The advisory industry is experiencing stable levels of profitability and continues to grow but at a rate slower than five years ago. This slowing will require changes in how firms are managed in order to build their bottom line. That revenue growth at the average advisory practice is slowing is something of a surprise given the long market bull run which, on its own, should be supporting strong revenue growth. Furthermore, peoples’ financial lives are becoming increasingly complex and should be a fundamental driver of demand for additional advisory services.  Hundreds of new millionaires are added to the population each year and a growing number of younger people are overwhelmed by the vast variety of options offered on the impersonal internet. Consumers in every segment could benefit from professional help but advisors are not attracting new clients at the rate they should given the current need. In the U.S., advisory firm revenue growth hit a high of 16% in 2013 and then dropped to 8% in 2015 and 5% in 2017. Certainly, the high rate of attrition due to the dwindling of assets by retiring clients is a factor but the potential clients that should be taking their place don’t seem to be getting the message that advisors can add value. 

Most advisors depend on referrals for their growth. Advisors who wait for introductions from existing clients must pray that the most loyal ones are on constant alert for people who are experiencing a liquidity event, a change of life transition or a crisis. Further, advisors must trust that these helpful clients are able to articulate what you provide and why you are special. While this confluence does occur from time to time, most advisors only attain a handful of qualified new prospects each year from existing client referrals.

While the number of referrals is important, it is not the only objective of an effective marketing plan. Client loyalty is an important foundation for growing a business but to really grow a business it is critical to grow one’s presence. Studies show that when a professional service business is one of the top three providers in their market, they will get twice as many opportunities to do business as the fourth next firm. This does not require the firm to be the largest in size, but the largest in presence.

Therefore it is important to create a marketing plan that increases the size of the firm’s market presence. The plan incorporates the business vision and service models, distinct and differentiated messaging, definition of optimal clients, measurable goals, and the strategies and tactics designed to achieve those goals.

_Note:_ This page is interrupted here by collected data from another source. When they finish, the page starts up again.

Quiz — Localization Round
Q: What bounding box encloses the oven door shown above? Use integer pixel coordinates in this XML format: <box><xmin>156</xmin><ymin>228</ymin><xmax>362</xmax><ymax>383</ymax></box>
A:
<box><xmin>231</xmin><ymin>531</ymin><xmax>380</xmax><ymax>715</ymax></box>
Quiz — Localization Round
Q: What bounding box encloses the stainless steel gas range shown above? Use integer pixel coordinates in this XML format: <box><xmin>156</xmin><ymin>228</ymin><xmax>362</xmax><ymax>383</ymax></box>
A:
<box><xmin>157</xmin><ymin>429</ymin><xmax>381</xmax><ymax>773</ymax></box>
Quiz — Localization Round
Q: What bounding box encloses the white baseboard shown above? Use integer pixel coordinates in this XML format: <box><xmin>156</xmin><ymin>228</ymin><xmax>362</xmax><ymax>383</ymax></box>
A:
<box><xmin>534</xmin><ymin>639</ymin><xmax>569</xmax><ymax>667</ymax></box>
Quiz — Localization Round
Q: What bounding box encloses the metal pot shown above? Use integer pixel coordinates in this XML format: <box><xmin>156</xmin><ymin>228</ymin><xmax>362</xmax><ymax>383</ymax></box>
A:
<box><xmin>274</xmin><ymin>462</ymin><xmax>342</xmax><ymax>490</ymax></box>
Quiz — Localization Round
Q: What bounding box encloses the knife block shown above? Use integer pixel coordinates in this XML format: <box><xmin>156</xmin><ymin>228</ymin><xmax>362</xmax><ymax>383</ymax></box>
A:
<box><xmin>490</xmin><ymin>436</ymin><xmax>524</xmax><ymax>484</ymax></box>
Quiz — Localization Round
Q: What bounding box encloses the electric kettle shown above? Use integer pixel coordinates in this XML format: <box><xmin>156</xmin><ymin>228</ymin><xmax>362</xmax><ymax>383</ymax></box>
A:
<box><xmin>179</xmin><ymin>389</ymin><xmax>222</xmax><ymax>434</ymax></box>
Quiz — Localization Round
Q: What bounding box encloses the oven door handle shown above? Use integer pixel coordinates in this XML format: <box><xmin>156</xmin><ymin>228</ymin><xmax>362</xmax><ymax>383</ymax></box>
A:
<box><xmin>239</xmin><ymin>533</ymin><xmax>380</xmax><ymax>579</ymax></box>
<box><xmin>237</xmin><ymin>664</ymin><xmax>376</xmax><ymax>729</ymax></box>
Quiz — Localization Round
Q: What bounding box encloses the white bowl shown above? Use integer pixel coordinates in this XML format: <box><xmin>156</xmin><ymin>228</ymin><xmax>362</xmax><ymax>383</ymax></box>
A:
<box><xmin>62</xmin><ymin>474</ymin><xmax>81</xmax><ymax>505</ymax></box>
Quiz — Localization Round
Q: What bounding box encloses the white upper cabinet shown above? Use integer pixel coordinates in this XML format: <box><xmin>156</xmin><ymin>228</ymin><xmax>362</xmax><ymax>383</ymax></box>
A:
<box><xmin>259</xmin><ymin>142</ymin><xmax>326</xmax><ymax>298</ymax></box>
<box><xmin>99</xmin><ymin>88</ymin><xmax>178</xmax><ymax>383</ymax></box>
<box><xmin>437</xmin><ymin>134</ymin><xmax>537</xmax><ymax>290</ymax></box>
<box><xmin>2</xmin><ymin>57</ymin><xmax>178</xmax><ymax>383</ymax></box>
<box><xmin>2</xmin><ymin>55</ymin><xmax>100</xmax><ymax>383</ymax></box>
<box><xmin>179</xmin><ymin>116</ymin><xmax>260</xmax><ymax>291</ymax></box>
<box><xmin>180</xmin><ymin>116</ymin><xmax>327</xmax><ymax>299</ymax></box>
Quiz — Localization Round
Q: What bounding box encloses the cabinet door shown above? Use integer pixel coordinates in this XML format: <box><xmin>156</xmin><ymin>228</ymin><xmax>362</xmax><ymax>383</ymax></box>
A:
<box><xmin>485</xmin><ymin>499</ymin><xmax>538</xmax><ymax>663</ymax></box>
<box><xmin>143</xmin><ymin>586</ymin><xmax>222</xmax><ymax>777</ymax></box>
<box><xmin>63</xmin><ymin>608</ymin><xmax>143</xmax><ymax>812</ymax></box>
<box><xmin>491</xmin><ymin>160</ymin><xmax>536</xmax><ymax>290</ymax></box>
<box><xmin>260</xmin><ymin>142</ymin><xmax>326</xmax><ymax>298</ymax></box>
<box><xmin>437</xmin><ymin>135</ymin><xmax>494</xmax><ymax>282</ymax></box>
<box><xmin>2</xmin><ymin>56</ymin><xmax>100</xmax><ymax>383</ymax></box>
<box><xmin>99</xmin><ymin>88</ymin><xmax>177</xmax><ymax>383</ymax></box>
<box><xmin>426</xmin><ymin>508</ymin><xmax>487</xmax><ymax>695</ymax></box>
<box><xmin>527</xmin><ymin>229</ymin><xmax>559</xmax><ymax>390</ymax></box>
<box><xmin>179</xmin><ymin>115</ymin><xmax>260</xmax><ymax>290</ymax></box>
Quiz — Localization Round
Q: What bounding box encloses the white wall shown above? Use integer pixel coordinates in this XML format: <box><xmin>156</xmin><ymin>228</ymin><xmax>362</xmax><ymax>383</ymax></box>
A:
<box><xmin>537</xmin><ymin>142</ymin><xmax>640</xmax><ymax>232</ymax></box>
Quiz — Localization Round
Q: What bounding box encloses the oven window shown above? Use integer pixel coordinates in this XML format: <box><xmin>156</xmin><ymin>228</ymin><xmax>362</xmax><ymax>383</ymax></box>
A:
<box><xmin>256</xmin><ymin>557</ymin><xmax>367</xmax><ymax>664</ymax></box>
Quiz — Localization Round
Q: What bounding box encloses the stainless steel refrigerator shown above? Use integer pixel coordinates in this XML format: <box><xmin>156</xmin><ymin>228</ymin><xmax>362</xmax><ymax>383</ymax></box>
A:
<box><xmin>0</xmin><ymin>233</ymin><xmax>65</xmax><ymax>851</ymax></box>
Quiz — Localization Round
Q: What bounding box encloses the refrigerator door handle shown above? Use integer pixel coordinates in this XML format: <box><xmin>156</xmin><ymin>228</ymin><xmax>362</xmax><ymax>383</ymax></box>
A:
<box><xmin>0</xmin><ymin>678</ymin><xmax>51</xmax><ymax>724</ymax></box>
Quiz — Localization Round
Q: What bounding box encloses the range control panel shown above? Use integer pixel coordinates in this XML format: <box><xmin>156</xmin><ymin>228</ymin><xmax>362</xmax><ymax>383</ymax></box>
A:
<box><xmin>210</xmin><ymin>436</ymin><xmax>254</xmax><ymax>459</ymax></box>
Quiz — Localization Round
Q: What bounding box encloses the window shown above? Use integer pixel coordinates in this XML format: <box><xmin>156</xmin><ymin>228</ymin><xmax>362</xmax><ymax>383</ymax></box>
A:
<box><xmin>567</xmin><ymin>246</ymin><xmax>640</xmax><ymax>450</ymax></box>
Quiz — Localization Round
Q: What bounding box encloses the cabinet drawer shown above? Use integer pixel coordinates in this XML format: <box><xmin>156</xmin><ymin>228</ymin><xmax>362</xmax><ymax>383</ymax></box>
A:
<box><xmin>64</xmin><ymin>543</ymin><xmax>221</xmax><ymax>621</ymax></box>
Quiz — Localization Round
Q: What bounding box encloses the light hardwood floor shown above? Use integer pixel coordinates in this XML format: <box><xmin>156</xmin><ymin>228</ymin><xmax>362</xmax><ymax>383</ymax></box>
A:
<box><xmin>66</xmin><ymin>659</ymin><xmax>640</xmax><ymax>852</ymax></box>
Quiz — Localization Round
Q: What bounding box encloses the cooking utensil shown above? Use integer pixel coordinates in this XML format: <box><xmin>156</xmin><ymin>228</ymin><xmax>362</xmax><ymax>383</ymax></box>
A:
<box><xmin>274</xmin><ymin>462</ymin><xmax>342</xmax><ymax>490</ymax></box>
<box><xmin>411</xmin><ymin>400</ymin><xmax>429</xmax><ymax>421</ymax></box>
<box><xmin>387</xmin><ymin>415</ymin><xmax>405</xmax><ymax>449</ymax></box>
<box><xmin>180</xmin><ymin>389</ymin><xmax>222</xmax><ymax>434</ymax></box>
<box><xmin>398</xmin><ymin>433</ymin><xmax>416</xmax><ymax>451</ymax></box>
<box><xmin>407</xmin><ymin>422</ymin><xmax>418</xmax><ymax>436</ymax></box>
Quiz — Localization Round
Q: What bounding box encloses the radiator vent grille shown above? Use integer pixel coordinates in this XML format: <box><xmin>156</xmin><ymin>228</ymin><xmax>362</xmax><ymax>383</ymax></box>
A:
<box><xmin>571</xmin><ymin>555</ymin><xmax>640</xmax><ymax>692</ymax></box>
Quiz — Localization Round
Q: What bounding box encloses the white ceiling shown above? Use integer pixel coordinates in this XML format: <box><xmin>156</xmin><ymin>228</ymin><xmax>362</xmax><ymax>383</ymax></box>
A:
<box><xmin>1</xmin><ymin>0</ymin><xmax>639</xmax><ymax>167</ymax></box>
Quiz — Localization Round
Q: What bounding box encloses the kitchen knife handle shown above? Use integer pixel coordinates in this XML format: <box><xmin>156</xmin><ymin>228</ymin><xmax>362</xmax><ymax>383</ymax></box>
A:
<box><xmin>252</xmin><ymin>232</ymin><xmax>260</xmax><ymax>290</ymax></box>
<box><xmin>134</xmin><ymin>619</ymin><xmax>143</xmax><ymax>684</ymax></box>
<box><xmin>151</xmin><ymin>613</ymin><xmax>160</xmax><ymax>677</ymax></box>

Building a Marketing Presence:  A well designed marketing plan has three main components:

Brand Infrastructure

It is important not to stop at the creation of a logo and collateral material, but to think about the identity you want to create in the market, your messaging, your website, your brand collateral and your social media profiles.

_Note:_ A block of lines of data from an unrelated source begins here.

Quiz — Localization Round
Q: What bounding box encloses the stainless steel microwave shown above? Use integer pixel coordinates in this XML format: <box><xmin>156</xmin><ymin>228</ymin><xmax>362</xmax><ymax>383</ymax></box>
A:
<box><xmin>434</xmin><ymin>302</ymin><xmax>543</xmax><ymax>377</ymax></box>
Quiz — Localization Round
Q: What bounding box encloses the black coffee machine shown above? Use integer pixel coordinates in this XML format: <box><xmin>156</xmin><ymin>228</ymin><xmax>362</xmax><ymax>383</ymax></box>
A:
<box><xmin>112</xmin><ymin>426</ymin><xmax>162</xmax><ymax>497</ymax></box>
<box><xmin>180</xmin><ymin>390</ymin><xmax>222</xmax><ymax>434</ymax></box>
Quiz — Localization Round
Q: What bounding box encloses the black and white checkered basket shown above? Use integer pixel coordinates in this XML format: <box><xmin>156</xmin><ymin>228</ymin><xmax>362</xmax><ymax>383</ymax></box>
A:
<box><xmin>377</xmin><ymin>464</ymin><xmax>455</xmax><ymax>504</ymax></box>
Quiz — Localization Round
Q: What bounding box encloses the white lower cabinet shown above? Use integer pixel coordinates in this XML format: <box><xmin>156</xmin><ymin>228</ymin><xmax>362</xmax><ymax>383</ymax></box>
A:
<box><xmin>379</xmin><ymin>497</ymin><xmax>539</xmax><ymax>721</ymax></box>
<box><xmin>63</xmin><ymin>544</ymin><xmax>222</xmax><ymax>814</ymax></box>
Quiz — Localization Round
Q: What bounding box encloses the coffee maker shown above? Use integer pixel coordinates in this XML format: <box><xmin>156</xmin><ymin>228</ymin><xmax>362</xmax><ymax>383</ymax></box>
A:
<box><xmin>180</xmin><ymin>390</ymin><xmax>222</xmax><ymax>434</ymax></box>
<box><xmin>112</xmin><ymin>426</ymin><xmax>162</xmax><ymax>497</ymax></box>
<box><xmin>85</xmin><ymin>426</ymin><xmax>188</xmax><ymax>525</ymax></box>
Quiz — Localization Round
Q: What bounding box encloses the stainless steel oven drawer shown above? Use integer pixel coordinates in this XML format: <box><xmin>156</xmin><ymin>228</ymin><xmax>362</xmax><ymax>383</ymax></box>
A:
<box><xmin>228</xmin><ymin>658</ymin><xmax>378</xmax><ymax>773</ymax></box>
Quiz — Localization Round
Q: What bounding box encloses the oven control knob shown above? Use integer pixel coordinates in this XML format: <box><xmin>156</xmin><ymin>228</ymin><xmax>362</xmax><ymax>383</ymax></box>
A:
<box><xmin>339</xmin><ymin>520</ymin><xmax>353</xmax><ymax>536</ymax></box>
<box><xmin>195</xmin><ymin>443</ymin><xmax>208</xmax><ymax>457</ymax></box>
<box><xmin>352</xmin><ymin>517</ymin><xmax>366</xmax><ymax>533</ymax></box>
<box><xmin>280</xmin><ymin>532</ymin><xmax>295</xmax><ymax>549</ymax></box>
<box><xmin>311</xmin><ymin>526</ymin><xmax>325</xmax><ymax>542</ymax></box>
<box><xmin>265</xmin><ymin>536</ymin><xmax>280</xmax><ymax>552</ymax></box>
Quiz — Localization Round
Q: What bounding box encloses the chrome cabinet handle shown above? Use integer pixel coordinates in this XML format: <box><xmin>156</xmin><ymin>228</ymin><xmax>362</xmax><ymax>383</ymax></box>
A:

Content Creation and Delivery The language many advisory firms use can be mushy or too similar to other advisors or financial service providers. Your intellectual capital and expertise is unique to you. Use that power, and think about how the words and images will resonate with the market as well as internal stakeholders. It's also critical to think about the regularity and timing of messages.

Digital Marketing

Perhaps the biggest challenge today is to be relevant in your messaging while being responsive to how prospects and clients consume information today. A thoughtful approach to digital advertising, public relations and social media can create a very high impact. Once a plan is in place, start developing actionable and measurable tactics as the key to an effective plan is making a resource commitment to it. This means money and people. Advisory firms typically spend less than 2% of their revenues on marketing while large retail firms spend orders of magnitude more. Clearly, small advisory businesses do not have the ability to compete on that level in terms of dollars, but targeted communications spending allows you to convey a differentiated message in the communities you choose to serve. Think in these terms — if you aspire to grow your top line by 20% year-over-year, it will be difficult to generate that volume if your marketing is just a whisper.

Marketing does not begin and end with advertising and public relations. To convey who you are and why people should do business with you, develop your brand. Your brand begins with your public image but is realized ultimately by how you touch clients and prospects. Consider how your physical office looks relative to the message you wish to convey; does it say cheap and tacky, or opulent and excessive? Do you communicate directly or abstractly? Does your staff welcome clients in a way that demonstrates their importance? Does your reporting reflect all that you claim to do for the client or does it emphasize one dimension of the relationship, for example investment management? Is your sales process consistent with how you want to be seen? The point is that small efforts combine to make a big impact.

The financial advisory profession is experiencing a material transformation from practice to business. Firms that present themselves to the market as reliable, relevant and responsible enterprises likely will prevail. Advisors who do not take control of their identity will find it harder to compete with more assertive contemporaries. While you always want the potential for referrals from happy clients, it's important to recognize that referrals require coincidence and serendipity. A disciplined approach to marketing and branding will help advisory firms achieve greater results.